Смерть пришла в царскую семью в феврале 1669 года с рождением тринадцатого ребёнка. Вначале новорождённая Евдокия умерла, а следом и Мария Ильинична скончалась.
18 июня преставился царевич Семён. Потом — шестнадцатилетний Алексей, наследник престола.
Частенько смерть к великому государю наведываться стала. Видел Алексей Михайлович, что и оставшиеся сыновья Фёдор и Иван не крепки здоровьем.
В семье страшно было. В державе — ещё страшнее.
На юге бушевали воровские казаки Стеньки Разина. Уже не суда на Волге грабили, а большие города захватывали, как ляхи или басурманы!
В Астрахани — страх какой! — бояр и служилых людей предавали лютой казни. Одних с раската сбрасывали, других вверх ногами вешали, третьих на крюке, поддетом под ребро, умерщвляли. В Петров пост принуждали горожан мясо и молоко есть...
Встал на юге сатанинской силою Стенька Разин. Поднимались по Волге на стругах, город за городом брали. А на севере — тоже беда. Соловецкий монастырь восстал.
«Милосердный государь! — соловецкие монахи писали. — Помилуй нас, нищих своих богомольцев... Не вели преподобных Зосимы, Савватия, Германа и Филиппа предания нарушить и вели государь нам в том же предании быть, чтоб нам врознь не разбрестись и твоему богомолию, украйному и порубежному месту от безлюдства не запустеть».
Плакал государь, челобитие это читая.

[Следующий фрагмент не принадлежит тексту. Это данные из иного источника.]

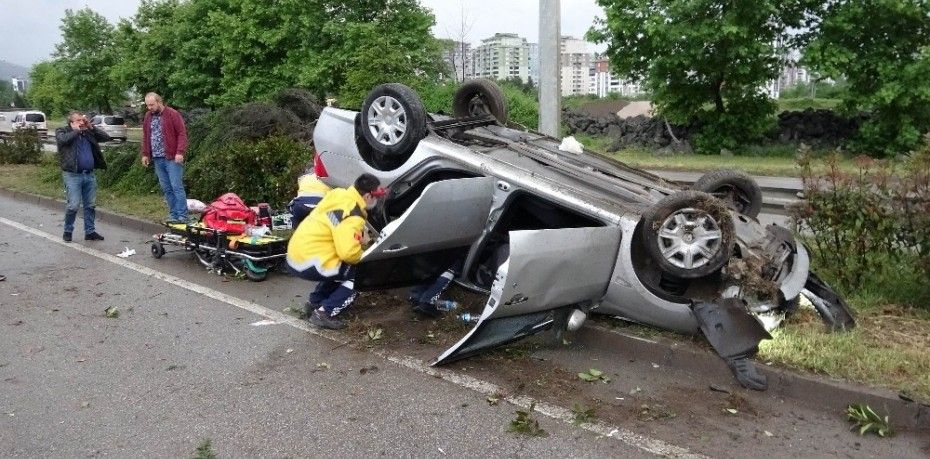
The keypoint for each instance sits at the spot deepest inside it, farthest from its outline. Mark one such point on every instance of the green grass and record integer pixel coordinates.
(758, 160)
(806, 102)
(888, 348)
(45, 180)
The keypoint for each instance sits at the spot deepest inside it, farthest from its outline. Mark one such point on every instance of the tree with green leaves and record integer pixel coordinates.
(705, 62)
(48, 88)
(86, 55)
(882, 48)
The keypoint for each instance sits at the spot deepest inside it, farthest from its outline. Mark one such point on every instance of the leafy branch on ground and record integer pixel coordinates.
(526, 425)
(582, 414)
(866, 421)
(593, 375)
(205, 450)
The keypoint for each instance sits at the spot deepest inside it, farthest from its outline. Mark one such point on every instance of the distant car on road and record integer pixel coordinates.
(114, 126)
(14, 120)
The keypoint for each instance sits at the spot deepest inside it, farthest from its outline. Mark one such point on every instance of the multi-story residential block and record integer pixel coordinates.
(606, 82)
(503, 56)
(458, 57)
(576, 67)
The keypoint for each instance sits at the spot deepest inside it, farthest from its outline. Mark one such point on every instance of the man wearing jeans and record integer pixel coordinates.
(164, 142)
(79, 154)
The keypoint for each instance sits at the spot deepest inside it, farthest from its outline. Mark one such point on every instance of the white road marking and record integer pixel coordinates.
(486, 388)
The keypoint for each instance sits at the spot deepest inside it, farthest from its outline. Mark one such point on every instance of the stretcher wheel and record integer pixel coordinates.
(254, 272)
(157, 249)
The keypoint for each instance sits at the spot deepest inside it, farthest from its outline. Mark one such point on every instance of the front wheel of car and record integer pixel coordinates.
(393, 120)
(689, 234)
(737, 189)
(480, 97)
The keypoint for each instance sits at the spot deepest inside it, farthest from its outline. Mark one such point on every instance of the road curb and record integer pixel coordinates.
(103, 215)
(808, 389)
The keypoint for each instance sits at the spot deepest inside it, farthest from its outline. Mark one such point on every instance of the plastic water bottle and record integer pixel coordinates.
(469, 318)
(446, 305)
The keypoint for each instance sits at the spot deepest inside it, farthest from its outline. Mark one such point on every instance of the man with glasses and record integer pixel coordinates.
(164, 142)
(79, 154)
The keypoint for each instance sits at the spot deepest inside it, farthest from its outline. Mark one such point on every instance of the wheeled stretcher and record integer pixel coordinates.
(219, 252)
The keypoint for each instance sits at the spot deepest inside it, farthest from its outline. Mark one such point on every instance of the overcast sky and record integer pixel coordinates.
(30, 27)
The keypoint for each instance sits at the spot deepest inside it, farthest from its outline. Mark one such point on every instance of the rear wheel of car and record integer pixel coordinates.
(689, 234)
(480, 97)
(392, 120)
(735, 188)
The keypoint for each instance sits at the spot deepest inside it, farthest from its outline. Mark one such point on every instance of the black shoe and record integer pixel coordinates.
(95, 236)
(308, 310)
(427, 310)
(747, 374)
(323, 320)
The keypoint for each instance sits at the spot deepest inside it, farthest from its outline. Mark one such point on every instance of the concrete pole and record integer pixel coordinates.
(550, 52)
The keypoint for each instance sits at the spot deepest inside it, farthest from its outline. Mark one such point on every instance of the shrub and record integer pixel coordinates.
(125, 173)
(258, 170)
(22, 147)
(871, 229)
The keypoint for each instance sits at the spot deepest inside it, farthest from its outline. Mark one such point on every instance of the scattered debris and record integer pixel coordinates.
(526, 425)
(654, 412)
(205, 450)
(594, 375)
(866, 420)
(264, 322)
(583, 414)
(720, 389)
(370, 369)
(374, 334)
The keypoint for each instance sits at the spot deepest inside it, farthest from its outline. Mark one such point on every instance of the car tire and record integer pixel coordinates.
(736, 188)
(689, 234)
(480, 97)
(393, 120)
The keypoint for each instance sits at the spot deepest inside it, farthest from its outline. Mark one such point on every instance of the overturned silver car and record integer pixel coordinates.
(551, 236)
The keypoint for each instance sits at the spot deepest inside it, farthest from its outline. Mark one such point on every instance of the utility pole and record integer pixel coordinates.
(550, 101)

Всем сердцем, всей душою своей доброю милостивым хотел к богомольцам быть, да куда там... Антиохийский патриарх Макарий строгую грамоту с дороги прислал. Писал, что в России, как он заметил, много раскольников и противников не только между невеждами, но и среди священников.
«Вели их смирять и крепким наказанием наказывать!» — внушал патриарх.